The Bank of Canada (BoC) unexpectedly raised the benchmark interest rate to 4.75%, the highest level in 22 years. As inflation has not come down due to overheating of the economy, the voice of anticipation of an additional interest rate hike next month has grown louder.
◇ Concerns about continued excess demand… “Monetary policy is not constrained”
After the monetary policy meeting on the 7th (local time), the BoC raised the base rate by 25bp (1bp = 0.01%p) to 4.75%. Interest rates rose to their highest level in 22 years since May 2001. The market had expected an interest rate freeze.
The BoC has raised rates eight times since March of last year, to 4.5%, the highest in 15 years, the steepest tightening cycle in BoC history. Since then, the interest rate has been frozen since January of this year, but it rose again in June.
The BoC said in a statement that consumer spending was surprisingly strong, demand for services was rebounding and the labor market was tight, suggesting excess demand could be more persistent than expected.
Inflation rose to 4.4% in April for the first time in 10 months. Gross domestic product (GDP) rose 3.1 per cent in the first quarter, beating the BoC’s forecast of 2.3 per cent, while the economy grew 0.2 per cent in April.
In particular, inflation rose in April and core inflation remained high over the past three months, the BoC said.
“Concerns have grown that the consumer price index (CPI) may continue to exceed its 2% target,” the statement said.
The BoC judged that “monetary policy is not sufficiently cyclical to bring supply and demand back into balance and return inflation to the sustainable target of 2%.”

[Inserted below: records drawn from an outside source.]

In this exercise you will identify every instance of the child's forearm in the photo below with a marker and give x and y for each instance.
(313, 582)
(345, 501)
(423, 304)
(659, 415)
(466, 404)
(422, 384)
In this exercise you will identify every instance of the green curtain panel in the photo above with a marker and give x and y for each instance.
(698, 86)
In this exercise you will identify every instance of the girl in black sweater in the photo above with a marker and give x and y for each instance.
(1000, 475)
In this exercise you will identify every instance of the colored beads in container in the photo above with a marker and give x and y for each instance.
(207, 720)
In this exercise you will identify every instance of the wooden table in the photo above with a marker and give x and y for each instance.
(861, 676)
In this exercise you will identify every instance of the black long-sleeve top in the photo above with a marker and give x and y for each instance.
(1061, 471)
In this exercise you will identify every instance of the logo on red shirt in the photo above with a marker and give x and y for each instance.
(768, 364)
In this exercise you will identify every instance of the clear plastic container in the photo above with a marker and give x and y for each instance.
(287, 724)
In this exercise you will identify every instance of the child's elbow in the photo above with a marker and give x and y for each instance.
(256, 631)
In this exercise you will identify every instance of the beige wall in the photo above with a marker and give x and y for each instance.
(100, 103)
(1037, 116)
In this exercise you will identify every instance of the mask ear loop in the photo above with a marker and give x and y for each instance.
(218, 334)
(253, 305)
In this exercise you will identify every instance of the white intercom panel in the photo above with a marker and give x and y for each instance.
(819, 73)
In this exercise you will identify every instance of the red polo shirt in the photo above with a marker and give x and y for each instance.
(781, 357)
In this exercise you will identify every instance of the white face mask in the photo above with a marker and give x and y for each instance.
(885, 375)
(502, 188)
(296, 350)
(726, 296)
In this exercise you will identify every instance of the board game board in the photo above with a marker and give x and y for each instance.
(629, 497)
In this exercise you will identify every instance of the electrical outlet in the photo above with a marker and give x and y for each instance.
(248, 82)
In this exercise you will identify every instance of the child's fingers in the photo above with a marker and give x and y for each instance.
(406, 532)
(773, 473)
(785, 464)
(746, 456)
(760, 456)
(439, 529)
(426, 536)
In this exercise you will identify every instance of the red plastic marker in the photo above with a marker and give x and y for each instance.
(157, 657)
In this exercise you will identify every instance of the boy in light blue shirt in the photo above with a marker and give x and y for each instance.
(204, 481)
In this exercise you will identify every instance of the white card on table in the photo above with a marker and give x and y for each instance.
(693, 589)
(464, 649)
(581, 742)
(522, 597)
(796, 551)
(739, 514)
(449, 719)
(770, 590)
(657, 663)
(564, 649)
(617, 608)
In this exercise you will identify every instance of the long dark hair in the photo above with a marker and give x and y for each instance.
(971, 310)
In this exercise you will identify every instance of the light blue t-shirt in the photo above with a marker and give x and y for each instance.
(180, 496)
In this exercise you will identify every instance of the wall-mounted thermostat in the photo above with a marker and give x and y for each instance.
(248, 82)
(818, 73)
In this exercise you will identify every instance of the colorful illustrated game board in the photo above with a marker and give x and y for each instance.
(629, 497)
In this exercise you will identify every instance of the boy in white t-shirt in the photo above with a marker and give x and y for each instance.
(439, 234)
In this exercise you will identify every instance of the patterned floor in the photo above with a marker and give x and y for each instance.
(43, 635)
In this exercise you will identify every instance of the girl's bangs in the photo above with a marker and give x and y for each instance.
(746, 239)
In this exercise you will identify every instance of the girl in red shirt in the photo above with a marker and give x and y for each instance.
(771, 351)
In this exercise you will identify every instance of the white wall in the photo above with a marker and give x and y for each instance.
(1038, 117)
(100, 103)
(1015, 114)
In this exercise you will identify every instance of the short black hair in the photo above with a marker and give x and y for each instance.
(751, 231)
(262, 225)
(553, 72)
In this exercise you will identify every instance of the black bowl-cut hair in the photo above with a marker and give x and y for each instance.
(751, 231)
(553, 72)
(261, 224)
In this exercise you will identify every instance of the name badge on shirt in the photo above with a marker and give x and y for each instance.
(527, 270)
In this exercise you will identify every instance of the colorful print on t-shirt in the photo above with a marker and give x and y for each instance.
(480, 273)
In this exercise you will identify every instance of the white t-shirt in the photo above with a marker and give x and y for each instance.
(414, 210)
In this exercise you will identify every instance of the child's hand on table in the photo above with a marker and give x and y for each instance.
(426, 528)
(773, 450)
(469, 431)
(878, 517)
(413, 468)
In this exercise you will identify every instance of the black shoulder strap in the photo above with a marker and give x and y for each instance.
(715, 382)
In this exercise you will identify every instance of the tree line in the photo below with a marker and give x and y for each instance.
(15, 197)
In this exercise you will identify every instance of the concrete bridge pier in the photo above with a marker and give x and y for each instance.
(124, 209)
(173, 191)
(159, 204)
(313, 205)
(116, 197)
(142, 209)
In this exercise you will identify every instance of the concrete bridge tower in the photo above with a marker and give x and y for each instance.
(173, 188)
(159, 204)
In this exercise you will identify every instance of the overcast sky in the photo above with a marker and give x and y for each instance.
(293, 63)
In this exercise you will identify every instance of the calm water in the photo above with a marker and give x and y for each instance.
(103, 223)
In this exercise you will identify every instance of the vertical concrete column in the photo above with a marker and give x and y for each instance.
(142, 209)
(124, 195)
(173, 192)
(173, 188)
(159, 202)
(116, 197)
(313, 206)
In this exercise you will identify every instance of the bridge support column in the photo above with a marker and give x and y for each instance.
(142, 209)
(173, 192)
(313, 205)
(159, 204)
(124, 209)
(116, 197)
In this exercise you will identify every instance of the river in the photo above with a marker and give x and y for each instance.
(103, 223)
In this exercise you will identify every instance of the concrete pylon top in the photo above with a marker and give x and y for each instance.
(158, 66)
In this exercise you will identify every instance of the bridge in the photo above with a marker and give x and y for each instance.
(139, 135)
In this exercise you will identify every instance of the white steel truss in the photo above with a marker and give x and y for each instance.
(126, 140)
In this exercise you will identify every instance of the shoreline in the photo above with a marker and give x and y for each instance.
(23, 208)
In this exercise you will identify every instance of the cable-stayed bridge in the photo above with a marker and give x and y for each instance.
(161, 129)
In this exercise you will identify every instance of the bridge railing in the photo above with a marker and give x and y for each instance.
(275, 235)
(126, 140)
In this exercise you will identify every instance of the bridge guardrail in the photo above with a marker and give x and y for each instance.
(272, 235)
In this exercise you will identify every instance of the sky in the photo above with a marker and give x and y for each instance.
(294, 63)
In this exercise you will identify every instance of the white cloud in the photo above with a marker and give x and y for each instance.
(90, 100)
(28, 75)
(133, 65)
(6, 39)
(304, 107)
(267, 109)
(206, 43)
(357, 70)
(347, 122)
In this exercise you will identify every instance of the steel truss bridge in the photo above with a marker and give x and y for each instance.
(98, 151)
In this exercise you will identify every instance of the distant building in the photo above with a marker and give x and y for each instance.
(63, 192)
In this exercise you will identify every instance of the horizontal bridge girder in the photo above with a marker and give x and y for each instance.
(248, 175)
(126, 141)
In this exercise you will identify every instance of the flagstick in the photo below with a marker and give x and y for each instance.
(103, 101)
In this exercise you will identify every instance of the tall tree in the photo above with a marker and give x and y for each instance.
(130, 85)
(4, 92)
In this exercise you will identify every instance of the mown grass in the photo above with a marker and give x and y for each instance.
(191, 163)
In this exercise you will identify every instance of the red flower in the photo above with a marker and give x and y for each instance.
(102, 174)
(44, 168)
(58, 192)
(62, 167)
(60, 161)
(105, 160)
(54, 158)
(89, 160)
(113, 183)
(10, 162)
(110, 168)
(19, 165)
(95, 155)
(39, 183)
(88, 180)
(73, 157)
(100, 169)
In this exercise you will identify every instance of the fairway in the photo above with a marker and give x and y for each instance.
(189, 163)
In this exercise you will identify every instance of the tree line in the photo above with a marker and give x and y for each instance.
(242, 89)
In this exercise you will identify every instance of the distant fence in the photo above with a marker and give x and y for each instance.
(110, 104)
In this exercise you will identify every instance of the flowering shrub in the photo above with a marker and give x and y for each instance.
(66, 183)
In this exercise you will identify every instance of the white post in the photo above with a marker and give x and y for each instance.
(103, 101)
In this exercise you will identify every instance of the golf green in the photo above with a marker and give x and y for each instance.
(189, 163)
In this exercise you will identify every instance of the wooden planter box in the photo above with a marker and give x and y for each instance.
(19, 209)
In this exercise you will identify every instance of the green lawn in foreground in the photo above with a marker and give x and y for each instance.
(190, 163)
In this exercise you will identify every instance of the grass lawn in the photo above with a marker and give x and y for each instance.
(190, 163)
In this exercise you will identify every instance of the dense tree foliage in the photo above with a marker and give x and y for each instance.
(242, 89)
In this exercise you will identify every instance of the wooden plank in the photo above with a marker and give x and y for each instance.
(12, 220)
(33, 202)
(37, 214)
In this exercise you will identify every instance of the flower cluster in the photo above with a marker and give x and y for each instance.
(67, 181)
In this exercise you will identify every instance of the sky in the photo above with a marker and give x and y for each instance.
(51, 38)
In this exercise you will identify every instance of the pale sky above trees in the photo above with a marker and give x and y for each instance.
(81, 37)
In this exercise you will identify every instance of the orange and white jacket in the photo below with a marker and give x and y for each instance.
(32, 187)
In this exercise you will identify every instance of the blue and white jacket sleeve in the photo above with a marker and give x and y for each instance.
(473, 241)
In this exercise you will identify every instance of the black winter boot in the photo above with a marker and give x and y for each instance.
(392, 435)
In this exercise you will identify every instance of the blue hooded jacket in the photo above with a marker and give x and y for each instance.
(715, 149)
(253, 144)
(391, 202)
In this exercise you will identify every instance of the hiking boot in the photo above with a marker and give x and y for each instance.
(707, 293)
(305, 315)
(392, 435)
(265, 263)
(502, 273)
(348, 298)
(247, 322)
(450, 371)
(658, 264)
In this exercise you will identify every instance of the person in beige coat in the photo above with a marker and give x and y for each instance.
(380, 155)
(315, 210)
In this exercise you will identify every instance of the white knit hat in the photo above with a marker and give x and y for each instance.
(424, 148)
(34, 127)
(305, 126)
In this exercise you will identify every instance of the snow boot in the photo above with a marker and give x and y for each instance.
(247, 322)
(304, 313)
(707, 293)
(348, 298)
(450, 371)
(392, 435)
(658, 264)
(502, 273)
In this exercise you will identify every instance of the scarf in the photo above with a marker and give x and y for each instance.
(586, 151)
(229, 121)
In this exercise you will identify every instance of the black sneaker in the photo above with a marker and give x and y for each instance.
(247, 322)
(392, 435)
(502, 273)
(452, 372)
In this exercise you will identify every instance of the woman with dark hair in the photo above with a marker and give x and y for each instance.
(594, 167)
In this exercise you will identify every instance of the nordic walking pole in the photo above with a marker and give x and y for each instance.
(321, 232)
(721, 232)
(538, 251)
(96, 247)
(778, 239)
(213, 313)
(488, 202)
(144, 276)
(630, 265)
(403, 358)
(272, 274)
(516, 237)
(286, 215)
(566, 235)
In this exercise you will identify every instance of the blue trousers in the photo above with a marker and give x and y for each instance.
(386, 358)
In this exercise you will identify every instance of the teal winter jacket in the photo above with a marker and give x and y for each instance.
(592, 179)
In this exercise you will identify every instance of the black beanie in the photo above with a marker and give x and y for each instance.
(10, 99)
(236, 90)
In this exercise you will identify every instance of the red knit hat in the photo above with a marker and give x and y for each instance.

However, it deleted the wording in its previous policy statement from April that it was “ready to raise the policy rate further” to keep inflation on target, leaving it more open to its next possible move.
The BoC expects inflation to still slow to 3% this summer.
However, the BoC did not reiterate in its statement that inflation would slowly slide back to its target of 2% by the end of next year, as it did in April when its most recent forecast came out.
◇ The strong dollar since 4 weeks… 60% chance of further increase in July
The Canadian dollar strengthened to its highest level in four weeks on the BoC rate hike. In the futures market, the probability of another interest rate hike in July was reflected in the price at 60%, and the probability of another interest rate hike by September was reflected in the price at almost 100%.
Derek Holt, Scotiabank’s vice president of capital markets and economics, said, “We expect another 25 basis points to rise in July.”
Andrew Kelvin, chief Canadian strategist at TD Securities, expects another hike in July, saying the Canadian economy is showing remarkable resilience through 2023. “More tightening is needed to lower demand to meet the 2% inflation target,” he added.
Politicians were divided into conflicting opinions about a financial crisis and a soft landing. Pierre Poilièvre, leader of Canada’s main opposition Conservative Party, accused Liberal Prime Minister Justin Trudeau of fueling inflation through deficit spending and pushing Canada into a “full-blown financial crisis.”
But Treasury Secretary Christia Freeland said it was the COVID-19 pandemic and the Russian invasion of Ukraine that fueled inflation.
“No country is better positioned for a soft landing than Canada,” he said. “Tough times are passing and with low, stable inflation and strong, steady growth, a comeback is very close.”